A major criterion for categorizing EN products is whether they contain more intact (polymeric) macronutrients or their macronutrient ingredients are present in simpler forms (oligomeric). Standard EN formulas are polymeric formulas; these are appropriate for most patients. Oligomeric formulas should be reserved for patients with GI dysfunction.
Polymeric formulas typically have low osmolality of 300 to 500 mOsm/kg. These formulas usually supply essential vitamins and minerals in amounts similar to the Adequate Intakes or Recommended Dietary Allowances (RDA) for these nutrients when the formula is delivered in amounts adequate to meet macronutrient requirements of most patients. Many polymeric formulas are inexpensive relative to oligomeric formulas. Most polymeric formulas are lactose-free and gluten-free, as are most modern tube feeding products. Products designed to be used as oral supplements generally are polymeric and often have sucrose or other simple sugars added to improve taste.
The oligomeric formulas are also known as chemically definedformulas. This class of formulas can be subcategorized based on whether the formula contains all free amino acids (elemental formulas) or peptides (peptide-based) as the protein source. Some formulas contain a combination of free amino acids and small peptides. Actually, dipeptides and tripeptides are absorbed more efficiently than free amino acids. Oligomeric formulas may be better tolerated than polymeric formulas for patients with defects in GI function and may be particularly useful with severe pancreatic dysfunction or significantly decreased GI surface area (e.g., short bowel syndrome).
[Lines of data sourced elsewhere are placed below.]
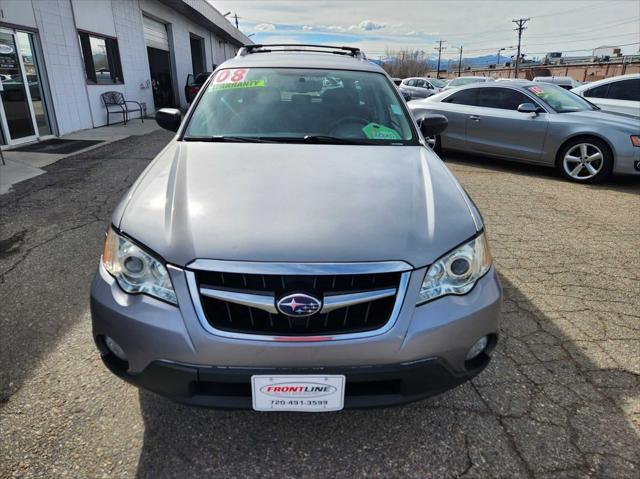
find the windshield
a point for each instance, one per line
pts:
(465, 81)
(561, 100)
(283, 104)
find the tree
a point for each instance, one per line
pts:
(406, 63)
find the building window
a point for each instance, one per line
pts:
(101, 59)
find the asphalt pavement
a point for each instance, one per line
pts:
(561, 398)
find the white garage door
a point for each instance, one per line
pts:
(155, 34)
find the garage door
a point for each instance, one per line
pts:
(155, 34)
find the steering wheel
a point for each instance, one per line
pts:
(356, 121)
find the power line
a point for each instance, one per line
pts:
(521, 22)
(439, 48)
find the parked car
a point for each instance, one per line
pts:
(295, 251)
(536, 123)
(564, 82)
(462, 81)
(193, 85)
(405, 94)
(620, 94)
(421, 87)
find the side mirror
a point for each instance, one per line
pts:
(431, 125)
(169, 118)
(528, 108)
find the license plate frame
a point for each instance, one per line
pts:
(298, 393)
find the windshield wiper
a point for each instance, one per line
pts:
(333, 139)
(231, 139)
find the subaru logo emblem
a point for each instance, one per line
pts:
(298, 305)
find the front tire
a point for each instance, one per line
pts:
(585, 160)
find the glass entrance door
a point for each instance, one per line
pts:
(22, 110)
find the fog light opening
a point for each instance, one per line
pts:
(478, 348)
(115, 348)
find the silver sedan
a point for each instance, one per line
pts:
(536, 123)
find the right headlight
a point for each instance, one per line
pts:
(135, 270)
(457, 271)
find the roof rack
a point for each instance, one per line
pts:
(301, 47)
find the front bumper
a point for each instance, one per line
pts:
(230, 388)
(170, 352)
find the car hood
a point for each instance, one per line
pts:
(606, 117)
(297, 203)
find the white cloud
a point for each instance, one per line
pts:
(367, 25)
(265, 27)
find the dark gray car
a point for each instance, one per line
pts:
(537, 123)
(296, 247)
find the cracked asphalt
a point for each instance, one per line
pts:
(561, 398)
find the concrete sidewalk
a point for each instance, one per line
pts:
(22, 165)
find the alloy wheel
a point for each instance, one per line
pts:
(583, 161)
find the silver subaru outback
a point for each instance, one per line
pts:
(296, 247)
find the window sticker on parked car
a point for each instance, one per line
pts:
(234, 78)
(375, 131)
(242, 84)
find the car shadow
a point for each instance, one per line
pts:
(620, 183)
(51, 234)
(542, 405)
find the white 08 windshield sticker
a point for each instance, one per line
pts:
(231, 76)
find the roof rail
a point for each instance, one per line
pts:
(300, 47)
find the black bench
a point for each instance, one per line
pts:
(115, 103)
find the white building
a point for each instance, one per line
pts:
(58, 56)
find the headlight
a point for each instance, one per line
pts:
(135, 270)
(457, 271)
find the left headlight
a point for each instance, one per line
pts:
(457, 271)
(135, 270)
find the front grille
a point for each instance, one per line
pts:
(233, 317)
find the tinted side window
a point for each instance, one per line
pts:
(597, 92)
(503, 98)
(464, 97)
(625, 90)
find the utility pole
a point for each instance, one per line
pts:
(439, 48)
(498, 62)
(521, 26)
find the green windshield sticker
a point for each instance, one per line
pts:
(240, 84)
(374, 131)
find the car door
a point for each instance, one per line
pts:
(496, 128)
(620, 96)
(456, 108)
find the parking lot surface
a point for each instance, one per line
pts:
(561, 397)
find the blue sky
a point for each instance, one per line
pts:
(481, 27)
Oligomeric formulas typically are more expensive than polymeric formulas and have higher osmolality because they contain more osmotically active particles. However, osmolality of these products usually does not exceed 700 mOsm/kg, a value less than that of many oral medications or a regular diet. In the past, there was concern that higher-osmolality EN formulas could cause GI intolerance, particularly diarrhea. This led to dilution of formulas by half or more with water and gradually increasing both the strength and rate of formula administration. This practice is unnecessary and serves only to delay attainment of goal nutritional support. Sometimes enteral feedings are diluted to deliver extra water required by the patient; this practice generally is discouraged because of potential risk of formula contamination. Instead, it is better to give extra water as boluses through the tube. If medications are administered through the feeding tube, generous amounts of water should be used to flush the tube before and after each medication; this practice helps provide extra fluid and prevent problems with occlusion of the tube.
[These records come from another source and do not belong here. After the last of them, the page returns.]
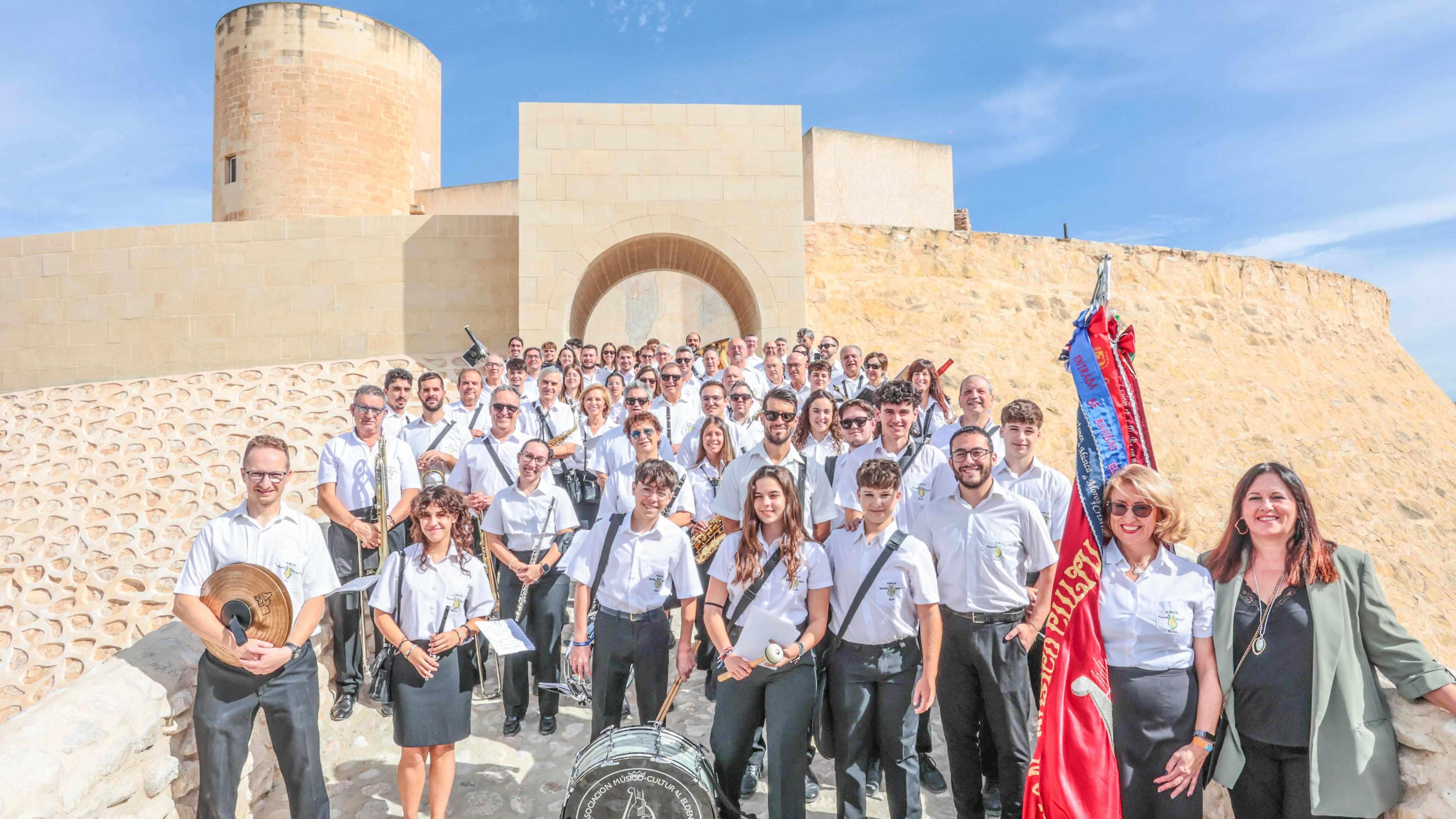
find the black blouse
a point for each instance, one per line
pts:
(1273, 691)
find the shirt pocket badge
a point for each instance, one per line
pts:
(1174, 617)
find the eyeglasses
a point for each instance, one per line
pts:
(1117, 508)
(978, 454)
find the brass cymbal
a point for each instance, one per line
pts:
(261, 591)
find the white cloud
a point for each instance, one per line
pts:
(1342, 229)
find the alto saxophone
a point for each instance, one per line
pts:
(707, 542)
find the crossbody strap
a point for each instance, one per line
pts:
(753, 591)
(864, 587)
(615, 523)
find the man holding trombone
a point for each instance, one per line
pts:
(522, 530)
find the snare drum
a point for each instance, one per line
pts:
(641, 773)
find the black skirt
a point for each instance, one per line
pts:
(1152, 716)
(436, 710)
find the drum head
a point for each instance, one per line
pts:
(641, 773)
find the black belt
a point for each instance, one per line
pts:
(902, 643)
(630, 616)
(1014, 616)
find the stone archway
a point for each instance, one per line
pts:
(665, 252)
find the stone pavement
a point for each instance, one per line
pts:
(528, 774)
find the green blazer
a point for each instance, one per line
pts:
(1353, 770)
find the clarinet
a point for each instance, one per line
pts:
(536, 553)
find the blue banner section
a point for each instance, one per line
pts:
(1103, 424)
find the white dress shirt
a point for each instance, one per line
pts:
(678, 418)
(819, 495)
(420, 436)
(477, 472)
(781, 596)
(983, 553)
(941, 438)
(395, 421)
(1151, 623)
(618, 497)
(520, 519)
(1045, 487)
(349, 465)
(465, 417)
(643, 569)
(290, 546)
(927, 478)
(437, 594)
(887, 613)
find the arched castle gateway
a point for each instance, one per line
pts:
(139, 360)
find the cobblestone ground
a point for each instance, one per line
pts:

Oligomeric formulas usually are less palatable than polymeric formulas and are not designed for use as oral supplements. Many of the oligomeric formulas provide some fat calories as medium-chain triglycerides (MCTs), a fat source that is more readily absorbed and metabolized than long-chain triglycerides (LCTs) typically found in polymeric formulas. The MCTs do not require bile salts or pancreatic enzymes for absorption. Some of the elemental formulas contain a low proportion of fat (less than 10% of total calories), which makes them useful in certain situations where fat needs to be restricted. The carbohydrate source in oligomeric formulas is also less complex than in polymeric formulas, consisting of oligosaccharides rather than hydro-lyzed starch.